Heavy jaws added to the placoderms' thuggish appearance, leading paleontologist John Long of Museum Victoria to compare the animals to "some gothic monster ... pretty awful and pretty strange." Long is one of the co-authors of the new study.
Fishy Forebears
Long, a National Geographic Society grant recipient, also wrote Swimming in Stone, a recent book on placoderms found in Western Australia's Gogo formation. (National Geographic News is part of the National Geographic Society.)
The site of an ancient barrier reef, the Gogo formation has yielded a rich trove of well-preserved, three-dimensional marine fossils, including 25 placoderm species.
During an expedition to the area in 1986, Long found the original, 380-million-year-old fossils of a placoderm fish called Gogonasus—remarkable for its many features resembling those found on modern land animals. (Related story: "Ancient Fish Fossil May Rewrite Story of Animal Evolution" [October 18, 2006].)
He says the Gogonasus fish fossils "changed and revolutionized" our understanding of evolution.
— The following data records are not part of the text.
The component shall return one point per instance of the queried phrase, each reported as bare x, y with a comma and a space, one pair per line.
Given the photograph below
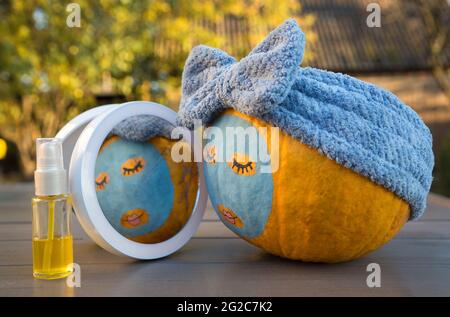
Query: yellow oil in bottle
52, 240
52, 243
53, 258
Most people have the "Hollywood view of evolution," in which a fish morphs into an amphibian, followed by a reptile, then a mammal, then a primate, and finally a human, he said.
"But when we look at the Gogo fish, we see that so much of the human body plan is pushed back into the fishes. So that the origin of all our anatomical systems—90 percent of it—happened within fishes," he said.
"After the fishes left the sea and invaded the land, the rest was really fine-tuning of an existing pattern."